Even the biggest U.S. money center banks got caught up in the initial round of selling, despite the fact that they were beneficiaries of the carnage to some degree as they saw massive inflows of deposits from clients of regional banks, that helped to solidify further their diversified deposit bases.  Bank of America claimed an initials uptake of over $15 billion in new deposits, but still saw its stock plummet over 20% in the week following the SVB collapse.  The problem now, however, isn’t the possibility of more bank failures.  It’s that banks are likely to curtail lending and thereby tighten credit conditions and accelerate the path to an economic downturn. Even before the failure of SVB, the percentage of banks tightening lending standards had risen to 44.8%, the highest reading since July 2020, at the peak of the Covid lockdowns. Given the problems at regional banks, that percentage is likely to go even higher and accelerate the growth slowdown.  The result is that banks and energy stocks have been the downside leaders in the market over the past month, the latter due to heightened fears that we are closer to a recession that will reduce oil demand and the former due to the perceived higher risks to the banking sector.  However, despite all of this carnage in the banking sector, the increased economic risks and the continued ‘hawkish’ views espoused by central bankers, the stock market has proven surprisingly resilient.  As shown in the chart below, from the day of the SVB collapse, the S&P500 is basically unchanged as we write while the ‘technology heavy’ Nasdaq Index has been the leader, rising almost 5%.   At the same time, the Regional Bank Index in the U.S. has lost over 25%.

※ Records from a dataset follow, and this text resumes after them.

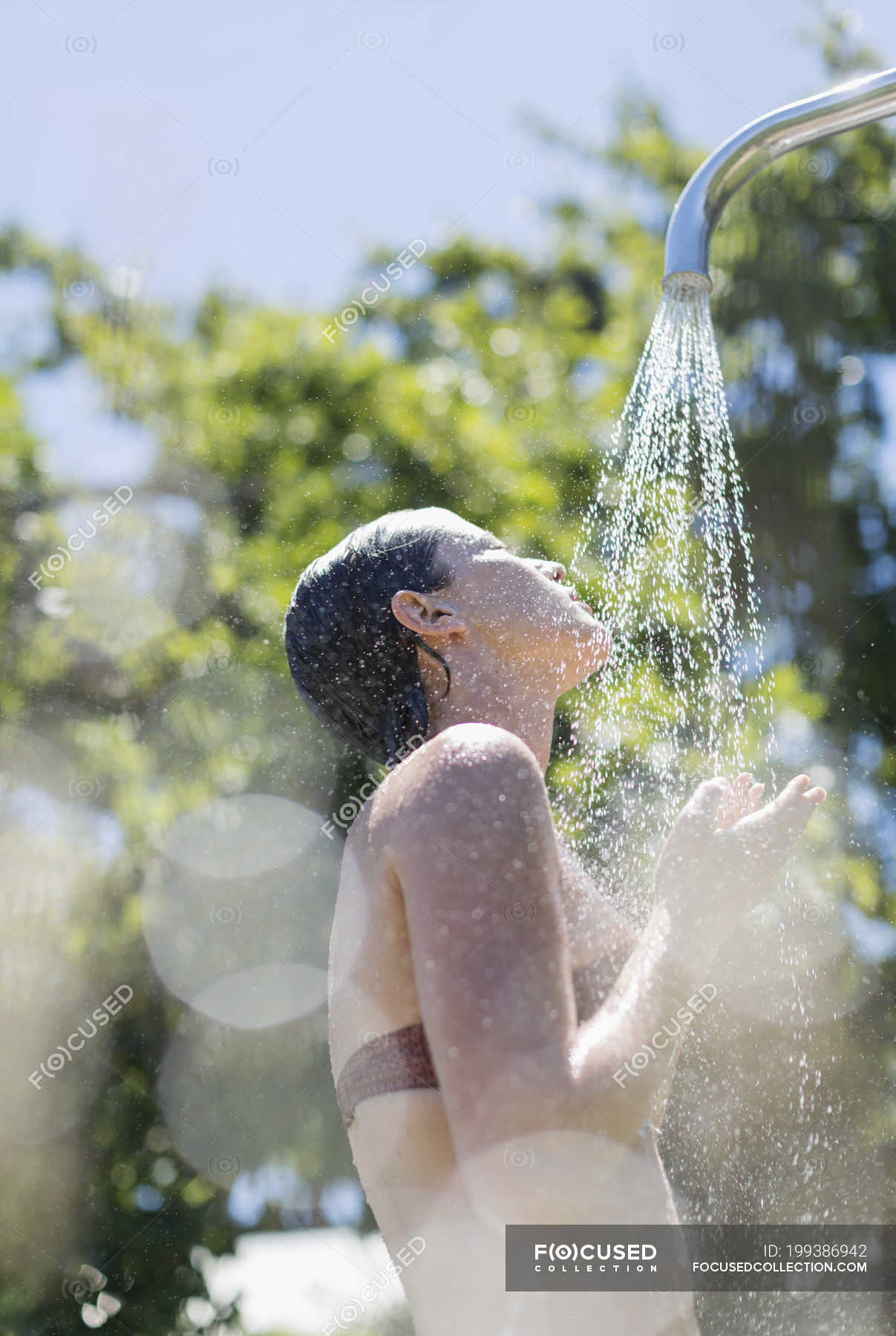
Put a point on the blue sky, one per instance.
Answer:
(269, 146)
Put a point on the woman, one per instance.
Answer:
(484, 995)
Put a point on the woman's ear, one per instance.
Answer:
(426, 614)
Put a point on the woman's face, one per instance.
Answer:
(521, 608)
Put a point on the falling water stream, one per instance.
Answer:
(683, 698)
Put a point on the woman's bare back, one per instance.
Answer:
(401, 1140)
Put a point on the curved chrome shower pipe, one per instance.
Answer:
(751, 148)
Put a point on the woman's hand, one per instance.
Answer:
(724, 853)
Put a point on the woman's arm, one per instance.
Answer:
(471, 845)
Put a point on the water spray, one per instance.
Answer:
(751, 148)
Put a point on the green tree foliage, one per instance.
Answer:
(145, 679)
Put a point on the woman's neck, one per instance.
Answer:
(523, 708)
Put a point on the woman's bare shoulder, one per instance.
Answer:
(466, 761)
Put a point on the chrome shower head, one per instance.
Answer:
(759, 143)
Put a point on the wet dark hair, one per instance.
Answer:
(354, 663)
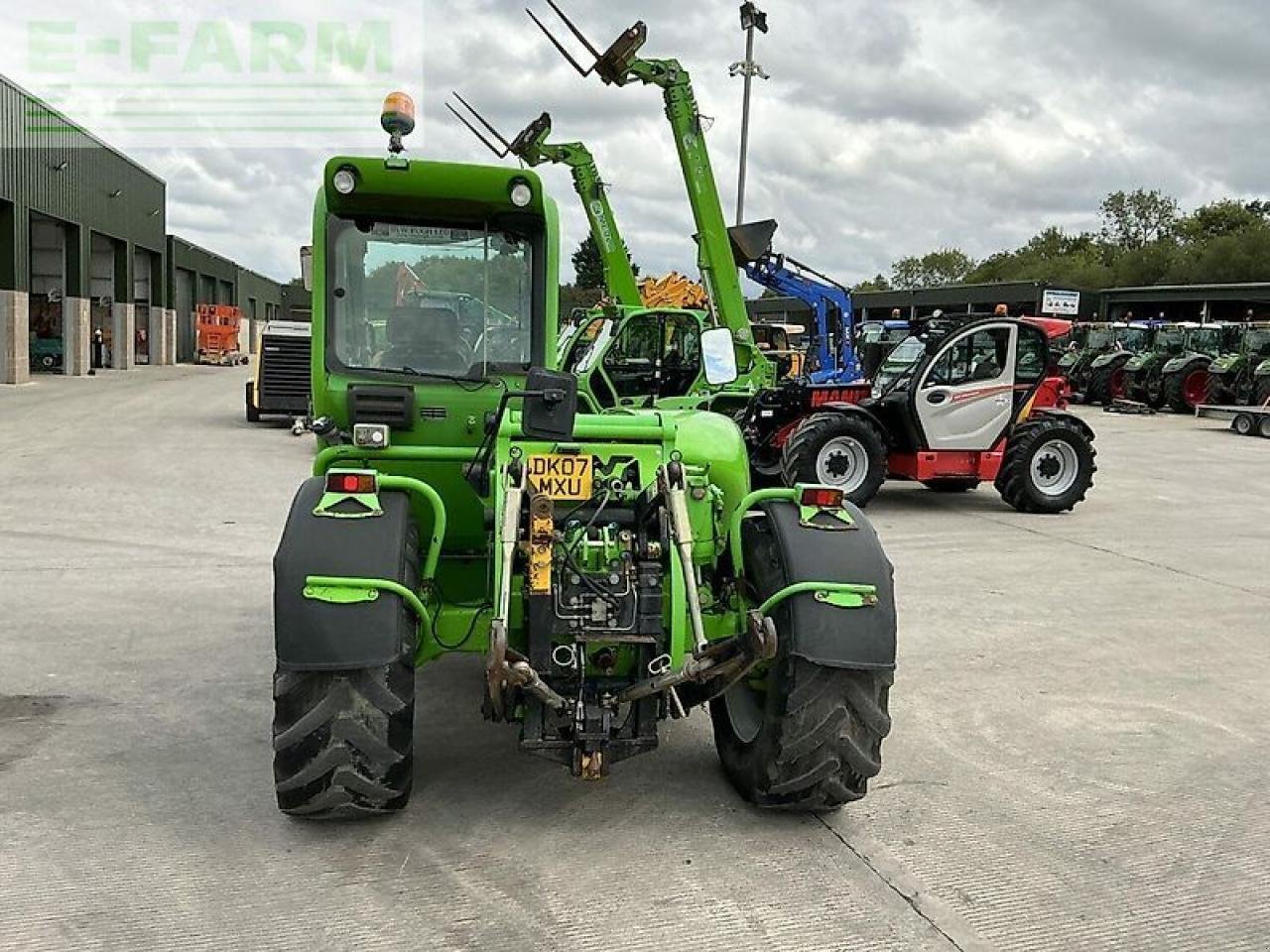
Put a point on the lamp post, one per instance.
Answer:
(751, 19)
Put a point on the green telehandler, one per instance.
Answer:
(1233, 376)
(613, 569)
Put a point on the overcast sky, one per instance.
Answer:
(885, 130)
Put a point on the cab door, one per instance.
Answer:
(964, 398)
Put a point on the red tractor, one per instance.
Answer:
(952, 412)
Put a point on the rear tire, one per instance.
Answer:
(952, 485)
(838, 449)
(253, 414)
(1048, 466)
(812, 739)
(1185, 389)
(343, 742)
(1262, 395)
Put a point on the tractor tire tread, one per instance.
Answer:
(343, 740)
(1175, 389)
(1014, 477)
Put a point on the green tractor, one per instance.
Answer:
(1088, 340)
(613, 569)
(1185, 377)
(1237, 376)
(1143, 372)
(1106, 373)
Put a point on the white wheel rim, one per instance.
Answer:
(842, 462)
(1055, 467)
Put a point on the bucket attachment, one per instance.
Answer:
(751, 241)
(613, 63)
(524, 146)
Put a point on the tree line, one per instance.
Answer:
(1143, 240)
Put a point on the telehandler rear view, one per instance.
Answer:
(613, 569)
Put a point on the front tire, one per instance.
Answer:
(1048, 466)
(1187, 389)
(811, 738)
(343, 742)
(846, 451)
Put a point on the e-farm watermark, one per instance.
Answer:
(267, 81)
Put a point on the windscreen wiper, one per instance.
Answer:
(432, 375)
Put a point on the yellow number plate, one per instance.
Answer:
(561, 476)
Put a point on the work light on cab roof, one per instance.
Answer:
(398, 119)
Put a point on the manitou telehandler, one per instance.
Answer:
(613, 569)
(952, 412)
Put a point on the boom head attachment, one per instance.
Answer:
(527, 145)
(752, 241)
(613, 64)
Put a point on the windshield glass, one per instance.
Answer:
(430, 299)
(899, 365)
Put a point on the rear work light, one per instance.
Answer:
(821, 498)
(352, 483)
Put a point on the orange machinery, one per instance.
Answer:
(218, 335)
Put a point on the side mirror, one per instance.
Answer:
(719, 357)
(550, 405)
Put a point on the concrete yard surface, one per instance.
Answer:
(1079, 761)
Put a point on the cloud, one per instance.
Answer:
(885, 130)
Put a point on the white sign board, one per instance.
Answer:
(1064, 303)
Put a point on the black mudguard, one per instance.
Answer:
(317, 636)
(858, 639)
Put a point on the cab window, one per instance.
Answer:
(1033, 356)
(978, 357)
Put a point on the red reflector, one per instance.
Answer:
(822, 498)
(359, 483)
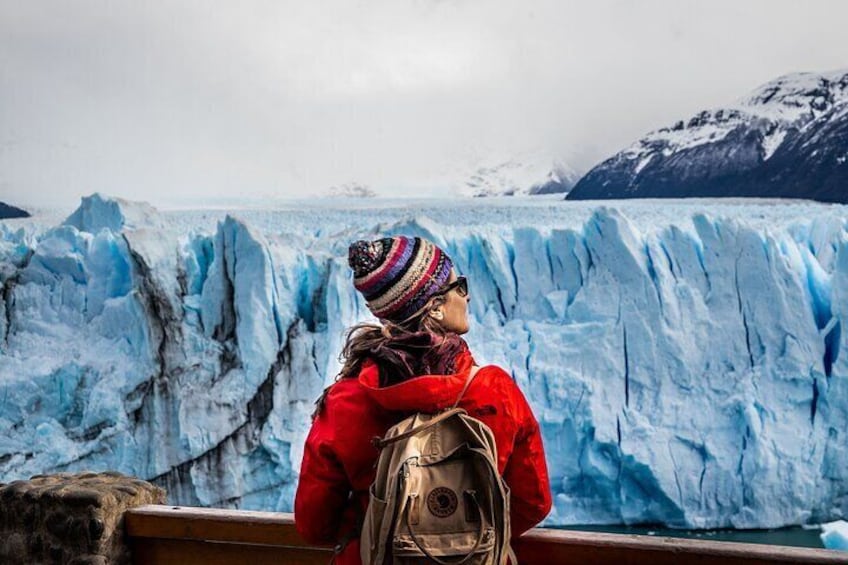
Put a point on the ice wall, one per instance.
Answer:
(687, 373)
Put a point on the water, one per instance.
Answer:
(795, 536)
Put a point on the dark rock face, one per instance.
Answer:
(789, 140)
(7, 212)
(69, 518)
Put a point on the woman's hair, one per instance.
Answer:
(401, 350)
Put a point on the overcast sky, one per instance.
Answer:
(169, 100)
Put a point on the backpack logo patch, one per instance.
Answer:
(442, 502)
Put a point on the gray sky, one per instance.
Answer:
(171, 100)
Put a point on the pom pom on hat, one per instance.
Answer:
(398, 275)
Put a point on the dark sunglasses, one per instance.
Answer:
(460, 284)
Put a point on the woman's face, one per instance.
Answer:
(455, 309)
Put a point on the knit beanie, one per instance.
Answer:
(398, 275)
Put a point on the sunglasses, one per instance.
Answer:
(460, 284)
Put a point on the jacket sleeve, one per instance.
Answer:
(526, 472)
(323, 488)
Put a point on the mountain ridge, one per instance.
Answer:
(788, 139)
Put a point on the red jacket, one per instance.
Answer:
(338, 459)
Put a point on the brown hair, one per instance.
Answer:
(368, 340)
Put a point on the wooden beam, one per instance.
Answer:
(207, 536)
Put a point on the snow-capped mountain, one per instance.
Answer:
(7, 211)
(350, 190)
(520, 177)
(685, 362)
(789, 139)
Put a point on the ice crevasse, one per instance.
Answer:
(686, 370)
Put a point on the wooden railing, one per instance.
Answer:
(189, 536)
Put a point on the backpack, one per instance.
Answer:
(438, 496)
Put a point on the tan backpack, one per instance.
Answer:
(438, 496)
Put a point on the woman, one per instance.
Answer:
(415, 361)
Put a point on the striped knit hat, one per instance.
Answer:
(398, 275)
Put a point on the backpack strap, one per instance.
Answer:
(380, 443)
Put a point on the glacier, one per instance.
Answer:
(684, 359)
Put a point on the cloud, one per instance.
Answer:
(196, 99)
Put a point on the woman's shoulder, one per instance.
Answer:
(494, 382)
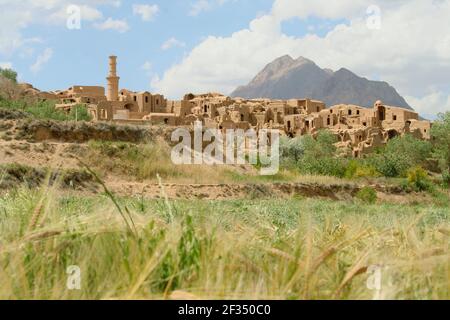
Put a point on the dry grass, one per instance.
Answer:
(271, 249)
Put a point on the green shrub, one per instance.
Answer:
(367, 195)
(358, 169)
(399, 155)
(9, 74)
(418, 179)
(446, 178)
(46, 110)
(440, 132)
(319, 156)
(291, 150)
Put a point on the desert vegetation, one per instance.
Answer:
(243, 249)
(288, 236)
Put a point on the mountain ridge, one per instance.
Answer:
(288, 78)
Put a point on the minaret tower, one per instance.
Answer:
(113, 80)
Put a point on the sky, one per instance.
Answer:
(178, 46)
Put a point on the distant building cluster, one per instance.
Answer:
(358, 129)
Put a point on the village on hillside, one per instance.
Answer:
(357, 128)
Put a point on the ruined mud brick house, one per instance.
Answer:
(359, 130)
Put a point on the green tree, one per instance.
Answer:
(320, 157)
(440, 132)
(399, 155)
(9, 74)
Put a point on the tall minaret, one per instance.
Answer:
(113, 80)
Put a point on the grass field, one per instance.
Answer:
(258, 249)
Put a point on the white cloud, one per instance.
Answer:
(146, 11)
(113, 24)
(430, 104)
(200, 6)
(6, 65)
(41, 60)
(171, 43)
(147, 66)
(410, 51)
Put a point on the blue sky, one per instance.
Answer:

Investors clearly have focused more on the idea that these banking problems could help to reverse the aggressive interest rate calls from central bankers.  Forward interest rates curves are now forecasting 150 basis points of ‘easing’ in interest rates over the next 18 months, despite the ongoing rhetoric from Fed Chairman Jerome Powell and ECB Chair Christine Lagarde that interest rates are going to stay ‘higher for longer’ until the ‘back of inflation’ is clearly broken.  Investors don’t seem to believe the Fed’s commitment to its inflation target goals and believe that they will have to act to provide ample liquidity to the banking sector to prevent a repeat of 2008.  For now, stock market bulls are enjoying the equity resilience, emboldened by hopes that the Federal Reserve will soon pause its aggressive inflation-fighting campaign and regulators including Treasury Secretary Janet Yellen can contain any financial fallout.  Bears are quick to note: the same thing happened in 2008, when the Lehman Brothers collapse incited extreme turbulence. At present, stocks remain closer to their lows than highs of last year and a lot of pain is already priced in.  

We still come down somewhat in the middle of this argument.  We believe that central banks will remain vigilant about inflation than consensus investor sentiment.  Prior periods where they have reversed policy before inflation was totally tamed ended up seeing a very fast return of inflationary pressures and the need for even more aggressive rate hikes down the road.  This is something the central banks want to avoid repeating.  However, we don’t believe that inflationary expectations have been built into consumer behaviour, particularly wages, anywhere close to what they were in the 1970s.  Moreover, the supply shortages are starting to ease and the ‘re-opening’ of the economy seems complete.  That supports the argument that inflation will recede relatively quickly back down close enough to the 2% target range that central banks will be able to take their ‘collective feet off the brakes’ in terms of interest rates.